La gente nos mira y nos lanza silbidos creyendo que me lleva a algún cuarto para hacer... bueno, eso, cosas MUY turbias, a lo que respondo haciéndoles la peseta.
Cada planta que bajamos le insisto a Héctor de que puedo bajar sola, pero se niega a escucharme.
Nos encontramos en la calle y me mete en su coche, un Ford Fiesta del 98 verde.
—Estoy coja no manca —le digo cuando me abrocha el cinturón de seguridad.
—Y no sabes lo que desearía que estuvieses muda —me sonríe con maldad antes de cerrarme la puerta en las narices.
Le grito que es un capullo mientras le da la vuelta al coche. Pone sus ojos en blanco antes de abrir su puerta.
Intento tapar este incómodo silencio encendiendo la radio, pero apaga la radio de malas formas.
—¿Y a ti quién te ha dado permiso a encender mi radio?
—Tengo el permiso de hacer contigo y tus cosas lo que quiera desde el momento en el que me has JODIDO un pie —digo intentando controlar el enfado que llevo dentro.
Una sonrisa socarrona sale de sus labios y me pregunto qué es lo que le hace tanta gracia.
—¿Y qué quieres hacer exactamente conmigo? —sonríe de medio lado.
—¿Pegarte? ¿Insultarte? Quizá ambas cosas a la vez.
—Mmmm... nunca he probado el BDSM —vuelve a poner esa sonrisa pícara que tanto me encantaba.
—No, gracias. Con pegarte me vale, no necesito la parte sexual —bufo.
—Te encantaría la parte sexual —me guiña un ojo.
Lo ignoro por el bien de mi salud mental, porque la física ya está jodida. Me centro en observarlo en el reflejo de la ventana.
Conduce con el ceño fruncido y me mira de vez en cuando de reojo. Esto no debe ser fácil para ninguno de los dos. Yo fui el mayor estorbo de su vida y él la persona que más daño me hizo.
Llegamos a los pocos minutos y esta vez no me coge, solo me deja apoyarme en él. Por una extraña razón me duele, pero prefiero ignorarlo y centrarme en el dolor del pie.

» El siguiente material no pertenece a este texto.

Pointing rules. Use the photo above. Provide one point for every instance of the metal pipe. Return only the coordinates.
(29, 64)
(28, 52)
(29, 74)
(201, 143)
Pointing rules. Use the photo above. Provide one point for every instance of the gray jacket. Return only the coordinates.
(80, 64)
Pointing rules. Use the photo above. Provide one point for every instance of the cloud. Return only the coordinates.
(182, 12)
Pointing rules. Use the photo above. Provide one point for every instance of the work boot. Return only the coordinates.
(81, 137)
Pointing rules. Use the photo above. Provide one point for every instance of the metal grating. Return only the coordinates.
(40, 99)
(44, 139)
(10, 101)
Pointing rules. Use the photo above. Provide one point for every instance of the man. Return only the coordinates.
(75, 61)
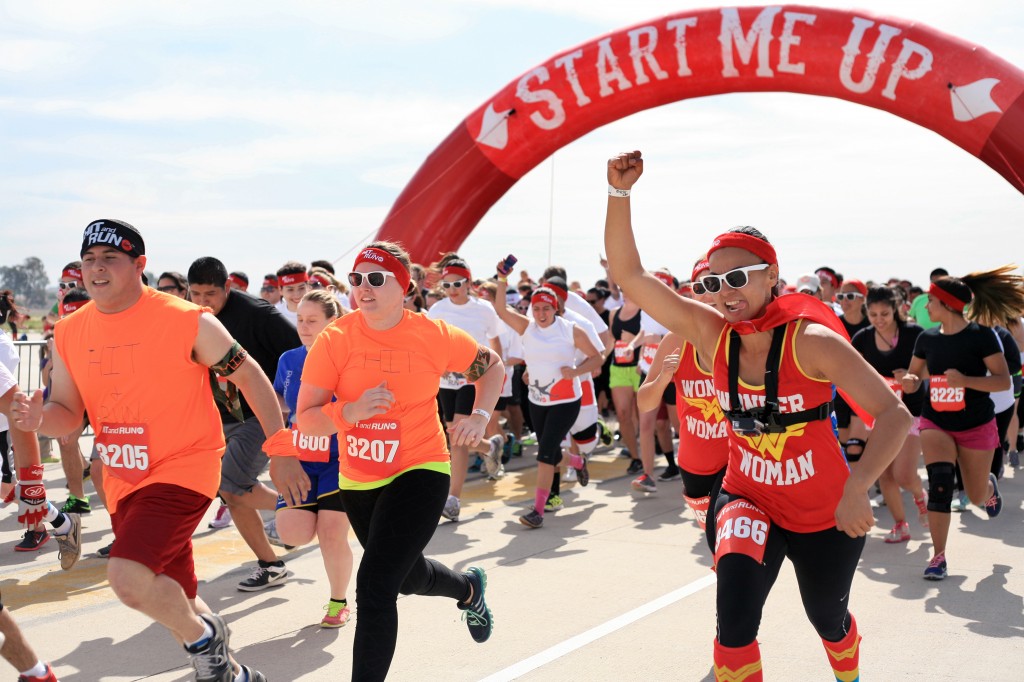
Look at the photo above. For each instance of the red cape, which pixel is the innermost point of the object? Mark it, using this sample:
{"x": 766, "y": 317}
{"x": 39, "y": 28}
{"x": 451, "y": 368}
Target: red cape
{"x": 801, "y": 306}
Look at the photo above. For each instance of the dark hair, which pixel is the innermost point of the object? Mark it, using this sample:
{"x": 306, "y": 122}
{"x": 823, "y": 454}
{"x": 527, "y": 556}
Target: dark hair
{"x": 292, "y": 267}
{"x": 450, "y": 258}
{"x": 209, "y": 271}
{"x": 838, "y": 275}
{"x": 998, "y": 294}
{"x": 326, "y": 299}
{"x": 77, "y": 294}
{"x": 554, "y": 271}
{"x": 326, "y": 264}
{"x": 179, "y": 279}
{"x": 889, "y": 297}
{"x": 749, "y": 229}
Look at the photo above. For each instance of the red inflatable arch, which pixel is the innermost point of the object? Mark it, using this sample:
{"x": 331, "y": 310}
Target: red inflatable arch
{"x": 963, "y": 92}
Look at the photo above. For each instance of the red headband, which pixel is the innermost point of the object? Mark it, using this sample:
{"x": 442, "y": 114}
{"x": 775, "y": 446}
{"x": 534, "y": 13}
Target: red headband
{"x": 759, "y": 248}
{"x": 666, "y": 279}
{"x": 562, "y": 294}
{"x": 947, "y": 298}
{"x": 294, "y": 278}
{"x": 387, "y": 261}
{"x": 541, "y": 296}
{"x": 832, "y": 278}
{"x": 455, "y": 269}
{"x": 698, "y": 268}
{"x": 69, "y": 307}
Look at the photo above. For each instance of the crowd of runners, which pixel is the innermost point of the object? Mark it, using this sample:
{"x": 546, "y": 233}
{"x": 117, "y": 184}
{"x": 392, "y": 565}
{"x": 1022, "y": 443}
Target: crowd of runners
{"x": 369, "y": 399}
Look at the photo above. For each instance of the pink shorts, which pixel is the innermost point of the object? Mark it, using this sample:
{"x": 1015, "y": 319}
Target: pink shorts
{"x": 985, "y": 436}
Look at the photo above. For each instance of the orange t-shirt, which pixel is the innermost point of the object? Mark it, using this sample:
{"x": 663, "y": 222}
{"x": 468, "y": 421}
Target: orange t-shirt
{"x": 148, "y": 401}
{"x": 348, "y": 357}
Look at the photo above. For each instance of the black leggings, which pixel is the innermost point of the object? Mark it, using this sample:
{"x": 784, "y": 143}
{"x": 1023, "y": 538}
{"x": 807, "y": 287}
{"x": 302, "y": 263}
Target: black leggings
{"x": 698, "y": 485}
{"x": 552, "y": 424}
{"x": 824, "y": 562}
{"x": 4, "y": 455}
{"x": 1001, "y": 426}
{"x": 394, "y": 523}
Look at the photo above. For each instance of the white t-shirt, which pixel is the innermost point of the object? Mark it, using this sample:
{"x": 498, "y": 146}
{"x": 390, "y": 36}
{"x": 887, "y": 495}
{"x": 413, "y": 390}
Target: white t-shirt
{"x": 289, "y": 315}
{"x": 475, "y": 317}
{"x": 8, "y": 366}
{"x": 547, "y": 350}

Entramos a urgencias y Héctor explica lo que ha pasado. Yo apenas presto atención. Estar tanto tiempo a su lado me deja agotada.
Nos sentamos en la sala de espera y nuestros brazos se rozan por la cercanía de las sillas, cosa que hace que me estremezca y me entren ganas de llorar y pegar a las paredes, todo a la vez. Esto es ridículo. Vivir en el mismo sitio que él es ridículo. Toda mi vida es RIDÍCULA.
En un momento dado, Héctor se levanta y desaparece de la sala. Yo me centro en las baldosas del suelo y una parte de mí prefiere que se vaya y que no vuelva nunca.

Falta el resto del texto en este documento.